The same amount as for seedlings. In both cases, you’re trying to stimulate growth, so need good light.
I’ve used the clear plastic domed containers that cakes are packaged in at the grocery store as mini-greenhouses. They work great. Also plastic salad containers (the rectangular ones) are big enough to start smaller cuttings or as domes for seed starting.
Lots of good information for me to use! Thank you.

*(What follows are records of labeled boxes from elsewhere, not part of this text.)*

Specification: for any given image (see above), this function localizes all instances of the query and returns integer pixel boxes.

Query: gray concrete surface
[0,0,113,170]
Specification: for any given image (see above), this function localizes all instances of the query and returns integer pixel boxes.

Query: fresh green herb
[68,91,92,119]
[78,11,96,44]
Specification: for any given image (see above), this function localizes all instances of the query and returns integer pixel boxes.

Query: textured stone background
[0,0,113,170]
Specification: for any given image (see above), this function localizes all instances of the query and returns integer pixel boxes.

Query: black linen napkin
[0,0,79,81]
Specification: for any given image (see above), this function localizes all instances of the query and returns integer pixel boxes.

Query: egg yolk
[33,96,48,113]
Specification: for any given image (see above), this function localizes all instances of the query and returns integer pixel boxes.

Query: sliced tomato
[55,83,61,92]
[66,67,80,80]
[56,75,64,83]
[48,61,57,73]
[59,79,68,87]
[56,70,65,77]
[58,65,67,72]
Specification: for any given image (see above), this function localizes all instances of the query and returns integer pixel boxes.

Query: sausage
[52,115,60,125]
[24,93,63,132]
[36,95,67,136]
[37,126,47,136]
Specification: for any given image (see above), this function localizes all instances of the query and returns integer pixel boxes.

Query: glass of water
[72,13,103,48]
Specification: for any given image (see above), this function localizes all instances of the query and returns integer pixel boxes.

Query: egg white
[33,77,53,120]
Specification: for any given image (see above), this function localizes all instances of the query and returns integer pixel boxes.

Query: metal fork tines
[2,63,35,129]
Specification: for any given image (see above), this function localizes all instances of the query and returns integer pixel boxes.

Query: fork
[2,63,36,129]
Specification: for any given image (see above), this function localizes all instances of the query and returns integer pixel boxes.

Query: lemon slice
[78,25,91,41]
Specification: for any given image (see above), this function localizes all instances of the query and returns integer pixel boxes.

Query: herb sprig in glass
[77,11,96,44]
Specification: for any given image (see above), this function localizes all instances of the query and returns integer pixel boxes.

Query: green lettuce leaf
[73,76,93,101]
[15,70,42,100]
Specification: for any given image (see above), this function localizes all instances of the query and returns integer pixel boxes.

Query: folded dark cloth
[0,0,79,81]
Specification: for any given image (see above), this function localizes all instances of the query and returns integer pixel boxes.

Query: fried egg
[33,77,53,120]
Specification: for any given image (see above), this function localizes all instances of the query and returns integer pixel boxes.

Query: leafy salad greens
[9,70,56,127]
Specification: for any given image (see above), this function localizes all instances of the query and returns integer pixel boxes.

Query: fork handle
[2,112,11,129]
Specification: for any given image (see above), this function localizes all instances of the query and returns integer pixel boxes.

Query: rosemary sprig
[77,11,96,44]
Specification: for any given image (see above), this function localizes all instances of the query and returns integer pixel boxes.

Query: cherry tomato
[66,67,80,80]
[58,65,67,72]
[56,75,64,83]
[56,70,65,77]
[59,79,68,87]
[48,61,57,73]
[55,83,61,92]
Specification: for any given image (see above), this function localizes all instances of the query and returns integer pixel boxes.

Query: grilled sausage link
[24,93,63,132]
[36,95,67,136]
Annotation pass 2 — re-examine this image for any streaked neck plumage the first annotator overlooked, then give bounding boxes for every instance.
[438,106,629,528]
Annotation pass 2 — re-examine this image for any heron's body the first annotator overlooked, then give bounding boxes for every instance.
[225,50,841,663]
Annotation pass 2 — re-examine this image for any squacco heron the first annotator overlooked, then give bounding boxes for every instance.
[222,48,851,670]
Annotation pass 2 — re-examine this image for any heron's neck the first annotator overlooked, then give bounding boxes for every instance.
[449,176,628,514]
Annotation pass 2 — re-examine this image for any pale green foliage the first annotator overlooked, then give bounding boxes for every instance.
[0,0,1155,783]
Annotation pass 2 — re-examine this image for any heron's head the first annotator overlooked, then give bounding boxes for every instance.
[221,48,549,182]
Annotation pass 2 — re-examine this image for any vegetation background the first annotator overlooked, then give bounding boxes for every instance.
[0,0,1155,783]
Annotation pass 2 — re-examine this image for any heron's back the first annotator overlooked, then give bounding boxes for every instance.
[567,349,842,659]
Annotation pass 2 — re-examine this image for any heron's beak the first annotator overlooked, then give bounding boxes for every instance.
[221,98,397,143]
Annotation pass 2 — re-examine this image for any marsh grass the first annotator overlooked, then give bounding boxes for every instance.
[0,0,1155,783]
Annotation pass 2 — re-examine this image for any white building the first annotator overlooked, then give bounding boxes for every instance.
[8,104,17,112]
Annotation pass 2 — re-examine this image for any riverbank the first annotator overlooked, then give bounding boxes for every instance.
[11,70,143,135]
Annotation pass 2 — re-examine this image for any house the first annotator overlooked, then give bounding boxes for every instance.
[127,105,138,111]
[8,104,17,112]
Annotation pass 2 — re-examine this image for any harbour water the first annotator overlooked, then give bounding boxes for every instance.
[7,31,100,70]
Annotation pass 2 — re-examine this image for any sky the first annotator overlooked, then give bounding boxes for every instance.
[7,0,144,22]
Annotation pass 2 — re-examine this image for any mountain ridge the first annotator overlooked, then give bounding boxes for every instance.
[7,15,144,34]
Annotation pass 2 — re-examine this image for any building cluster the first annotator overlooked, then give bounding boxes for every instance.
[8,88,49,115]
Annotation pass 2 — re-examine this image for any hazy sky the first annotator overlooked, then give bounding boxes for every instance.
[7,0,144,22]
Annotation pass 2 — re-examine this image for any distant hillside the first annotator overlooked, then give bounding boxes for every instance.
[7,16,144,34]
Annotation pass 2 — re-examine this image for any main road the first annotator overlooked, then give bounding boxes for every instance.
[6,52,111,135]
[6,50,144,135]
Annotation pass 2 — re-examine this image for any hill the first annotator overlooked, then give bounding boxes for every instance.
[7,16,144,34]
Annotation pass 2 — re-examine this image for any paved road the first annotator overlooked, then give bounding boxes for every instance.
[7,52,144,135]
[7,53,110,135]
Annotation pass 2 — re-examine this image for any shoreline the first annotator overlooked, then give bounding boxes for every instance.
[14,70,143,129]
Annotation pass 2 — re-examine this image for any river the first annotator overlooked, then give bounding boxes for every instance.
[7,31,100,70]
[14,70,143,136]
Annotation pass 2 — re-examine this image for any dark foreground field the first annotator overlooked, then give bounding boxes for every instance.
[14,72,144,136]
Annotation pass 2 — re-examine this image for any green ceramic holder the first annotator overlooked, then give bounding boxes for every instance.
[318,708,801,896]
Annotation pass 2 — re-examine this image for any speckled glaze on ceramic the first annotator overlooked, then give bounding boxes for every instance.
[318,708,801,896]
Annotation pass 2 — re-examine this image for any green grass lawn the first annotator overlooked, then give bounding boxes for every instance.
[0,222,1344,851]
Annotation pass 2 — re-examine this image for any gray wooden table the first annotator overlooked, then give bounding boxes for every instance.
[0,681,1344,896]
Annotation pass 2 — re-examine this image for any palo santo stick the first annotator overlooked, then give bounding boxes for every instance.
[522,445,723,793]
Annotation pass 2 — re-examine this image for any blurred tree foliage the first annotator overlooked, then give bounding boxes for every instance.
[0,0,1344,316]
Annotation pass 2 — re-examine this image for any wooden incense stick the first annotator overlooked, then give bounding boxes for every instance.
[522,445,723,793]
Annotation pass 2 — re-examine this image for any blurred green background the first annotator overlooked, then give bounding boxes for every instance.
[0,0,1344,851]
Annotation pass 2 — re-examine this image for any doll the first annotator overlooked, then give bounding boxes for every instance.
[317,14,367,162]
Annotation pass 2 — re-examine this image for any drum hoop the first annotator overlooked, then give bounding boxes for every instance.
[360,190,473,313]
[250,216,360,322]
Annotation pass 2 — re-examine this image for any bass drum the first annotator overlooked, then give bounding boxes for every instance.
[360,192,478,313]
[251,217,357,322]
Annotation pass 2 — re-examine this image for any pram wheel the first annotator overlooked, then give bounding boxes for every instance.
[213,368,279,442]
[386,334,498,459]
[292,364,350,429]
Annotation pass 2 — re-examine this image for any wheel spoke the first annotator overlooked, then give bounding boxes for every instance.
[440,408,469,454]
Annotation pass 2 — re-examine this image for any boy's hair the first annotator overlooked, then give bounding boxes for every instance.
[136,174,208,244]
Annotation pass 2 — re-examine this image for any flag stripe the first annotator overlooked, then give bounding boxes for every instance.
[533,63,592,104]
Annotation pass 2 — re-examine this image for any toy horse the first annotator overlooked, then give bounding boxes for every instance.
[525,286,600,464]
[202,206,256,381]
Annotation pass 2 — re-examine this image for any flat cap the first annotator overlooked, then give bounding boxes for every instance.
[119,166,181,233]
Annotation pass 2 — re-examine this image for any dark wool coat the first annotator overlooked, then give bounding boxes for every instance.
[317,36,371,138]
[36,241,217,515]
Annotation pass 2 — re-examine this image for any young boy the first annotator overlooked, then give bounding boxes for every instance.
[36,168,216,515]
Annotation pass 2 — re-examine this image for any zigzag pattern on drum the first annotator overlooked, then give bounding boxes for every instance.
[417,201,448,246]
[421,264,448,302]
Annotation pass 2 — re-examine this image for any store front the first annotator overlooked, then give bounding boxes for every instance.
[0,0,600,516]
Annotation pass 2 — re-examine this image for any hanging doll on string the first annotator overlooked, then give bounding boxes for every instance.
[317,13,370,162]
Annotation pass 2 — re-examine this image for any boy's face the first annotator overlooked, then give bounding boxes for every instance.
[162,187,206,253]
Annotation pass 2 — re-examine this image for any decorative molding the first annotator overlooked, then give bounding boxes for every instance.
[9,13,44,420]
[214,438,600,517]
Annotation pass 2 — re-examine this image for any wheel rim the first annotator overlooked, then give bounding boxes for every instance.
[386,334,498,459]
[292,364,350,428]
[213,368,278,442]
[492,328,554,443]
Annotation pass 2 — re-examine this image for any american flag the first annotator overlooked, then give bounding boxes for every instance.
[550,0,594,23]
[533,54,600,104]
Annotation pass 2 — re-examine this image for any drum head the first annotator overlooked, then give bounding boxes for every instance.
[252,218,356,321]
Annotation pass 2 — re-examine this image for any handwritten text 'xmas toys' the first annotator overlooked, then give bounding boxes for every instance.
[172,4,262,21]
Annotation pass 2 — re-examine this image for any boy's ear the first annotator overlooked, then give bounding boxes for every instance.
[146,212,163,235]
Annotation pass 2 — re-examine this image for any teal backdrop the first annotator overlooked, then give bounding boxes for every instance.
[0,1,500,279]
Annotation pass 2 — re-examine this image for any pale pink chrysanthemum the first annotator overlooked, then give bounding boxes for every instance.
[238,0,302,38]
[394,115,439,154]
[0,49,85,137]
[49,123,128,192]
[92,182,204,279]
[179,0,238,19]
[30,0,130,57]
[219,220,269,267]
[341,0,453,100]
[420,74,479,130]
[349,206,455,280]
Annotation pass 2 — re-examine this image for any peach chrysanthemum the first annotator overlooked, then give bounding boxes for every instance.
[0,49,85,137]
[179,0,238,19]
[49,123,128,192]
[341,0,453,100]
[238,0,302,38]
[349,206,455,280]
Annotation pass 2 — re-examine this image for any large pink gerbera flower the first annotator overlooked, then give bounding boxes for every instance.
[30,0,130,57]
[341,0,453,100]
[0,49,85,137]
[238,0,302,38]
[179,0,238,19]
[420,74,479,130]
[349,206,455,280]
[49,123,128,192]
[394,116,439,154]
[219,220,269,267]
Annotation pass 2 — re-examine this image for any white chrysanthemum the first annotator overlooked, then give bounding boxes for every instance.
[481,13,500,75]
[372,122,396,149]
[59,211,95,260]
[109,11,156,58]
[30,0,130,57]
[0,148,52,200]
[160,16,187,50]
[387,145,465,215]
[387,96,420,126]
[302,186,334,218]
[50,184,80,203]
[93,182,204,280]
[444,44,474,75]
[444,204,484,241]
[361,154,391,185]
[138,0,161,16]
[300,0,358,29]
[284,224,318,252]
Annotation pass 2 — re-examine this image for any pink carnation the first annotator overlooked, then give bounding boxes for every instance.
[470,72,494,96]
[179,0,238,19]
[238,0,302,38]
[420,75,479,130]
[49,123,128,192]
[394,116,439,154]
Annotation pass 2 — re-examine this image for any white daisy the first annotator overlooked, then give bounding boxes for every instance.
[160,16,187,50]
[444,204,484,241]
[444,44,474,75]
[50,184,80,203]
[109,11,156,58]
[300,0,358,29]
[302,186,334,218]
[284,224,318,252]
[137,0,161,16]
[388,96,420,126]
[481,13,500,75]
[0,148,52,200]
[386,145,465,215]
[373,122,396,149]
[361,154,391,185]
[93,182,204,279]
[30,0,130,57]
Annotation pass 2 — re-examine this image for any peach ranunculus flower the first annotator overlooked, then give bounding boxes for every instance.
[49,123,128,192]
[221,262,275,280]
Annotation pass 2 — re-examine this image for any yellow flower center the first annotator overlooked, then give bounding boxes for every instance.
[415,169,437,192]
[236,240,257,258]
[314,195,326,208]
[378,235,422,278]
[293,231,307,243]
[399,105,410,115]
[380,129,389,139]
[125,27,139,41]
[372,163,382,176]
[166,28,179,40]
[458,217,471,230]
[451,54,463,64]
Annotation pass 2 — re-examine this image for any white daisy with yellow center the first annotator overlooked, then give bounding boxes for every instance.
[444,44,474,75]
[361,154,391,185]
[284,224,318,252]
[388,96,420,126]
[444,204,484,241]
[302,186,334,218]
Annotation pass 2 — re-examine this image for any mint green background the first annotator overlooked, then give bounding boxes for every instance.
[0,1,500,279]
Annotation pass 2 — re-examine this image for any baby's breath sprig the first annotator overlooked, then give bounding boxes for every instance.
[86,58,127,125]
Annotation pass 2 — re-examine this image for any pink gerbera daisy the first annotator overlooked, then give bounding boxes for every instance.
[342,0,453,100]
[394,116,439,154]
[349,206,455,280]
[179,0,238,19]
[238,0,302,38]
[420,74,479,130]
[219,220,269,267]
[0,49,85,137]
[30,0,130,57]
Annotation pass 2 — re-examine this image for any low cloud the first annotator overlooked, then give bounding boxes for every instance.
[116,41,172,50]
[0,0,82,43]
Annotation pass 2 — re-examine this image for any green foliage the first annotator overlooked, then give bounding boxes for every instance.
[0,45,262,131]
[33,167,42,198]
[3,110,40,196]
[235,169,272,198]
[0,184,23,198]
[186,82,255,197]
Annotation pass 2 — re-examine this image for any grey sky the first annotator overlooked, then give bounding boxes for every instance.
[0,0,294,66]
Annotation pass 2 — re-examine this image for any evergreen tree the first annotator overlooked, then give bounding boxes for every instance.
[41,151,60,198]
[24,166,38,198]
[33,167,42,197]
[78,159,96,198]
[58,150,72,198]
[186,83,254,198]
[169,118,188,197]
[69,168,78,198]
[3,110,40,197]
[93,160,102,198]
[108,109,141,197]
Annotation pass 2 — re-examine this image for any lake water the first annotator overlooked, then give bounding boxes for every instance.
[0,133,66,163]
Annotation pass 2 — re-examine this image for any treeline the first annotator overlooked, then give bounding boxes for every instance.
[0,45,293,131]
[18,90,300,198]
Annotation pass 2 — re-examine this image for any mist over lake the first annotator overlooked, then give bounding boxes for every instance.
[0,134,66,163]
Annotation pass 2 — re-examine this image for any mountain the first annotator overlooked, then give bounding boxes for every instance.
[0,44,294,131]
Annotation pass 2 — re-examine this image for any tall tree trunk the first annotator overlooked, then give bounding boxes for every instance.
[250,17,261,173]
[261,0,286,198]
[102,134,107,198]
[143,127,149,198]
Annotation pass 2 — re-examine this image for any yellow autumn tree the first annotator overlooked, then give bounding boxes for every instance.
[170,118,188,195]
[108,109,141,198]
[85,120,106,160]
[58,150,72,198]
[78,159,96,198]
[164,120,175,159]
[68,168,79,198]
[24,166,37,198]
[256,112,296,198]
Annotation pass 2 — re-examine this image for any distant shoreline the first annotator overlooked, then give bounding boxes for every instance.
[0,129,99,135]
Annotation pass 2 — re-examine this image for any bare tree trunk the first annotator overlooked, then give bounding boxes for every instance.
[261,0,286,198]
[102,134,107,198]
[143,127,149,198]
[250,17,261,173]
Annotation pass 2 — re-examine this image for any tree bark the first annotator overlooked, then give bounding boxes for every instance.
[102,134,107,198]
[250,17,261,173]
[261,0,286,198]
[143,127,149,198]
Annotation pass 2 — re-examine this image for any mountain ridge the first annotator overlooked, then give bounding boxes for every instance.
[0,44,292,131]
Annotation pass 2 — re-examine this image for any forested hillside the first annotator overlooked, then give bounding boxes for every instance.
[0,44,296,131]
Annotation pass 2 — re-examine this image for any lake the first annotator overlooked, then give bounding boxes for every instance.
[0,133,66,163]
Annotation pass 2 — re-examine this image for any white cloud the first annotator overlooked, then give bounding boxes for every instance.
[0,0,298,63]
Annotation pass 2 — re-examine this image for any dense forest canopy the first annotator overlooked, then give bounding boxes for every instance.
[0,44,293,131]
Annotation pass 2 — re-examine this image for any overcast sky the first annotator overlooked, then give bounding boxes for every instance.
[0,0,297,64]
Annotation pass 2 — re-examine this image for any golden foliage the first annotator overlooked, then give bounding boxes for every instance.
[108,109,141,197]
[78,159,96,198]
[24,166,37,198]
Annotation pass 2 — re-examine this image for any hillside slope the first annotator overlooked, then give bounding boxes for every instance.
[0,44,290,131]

Our zonal geraniums (pelargoniums) live outside all year, so get pruned back about now as new growth emerges from the base. I hate to discard all the scraps, but can not possibly grow them all. We sometimes, although rarely, get the opportunity to plug some cuttings into new situations. Some of the debris gets dumped over embankments into the canyons, where some of it can grow into new plants if it lands just right.
Brilliant ideas and instructions! Thank you! I never thought about the why and how of making mini-greenhouses! ???????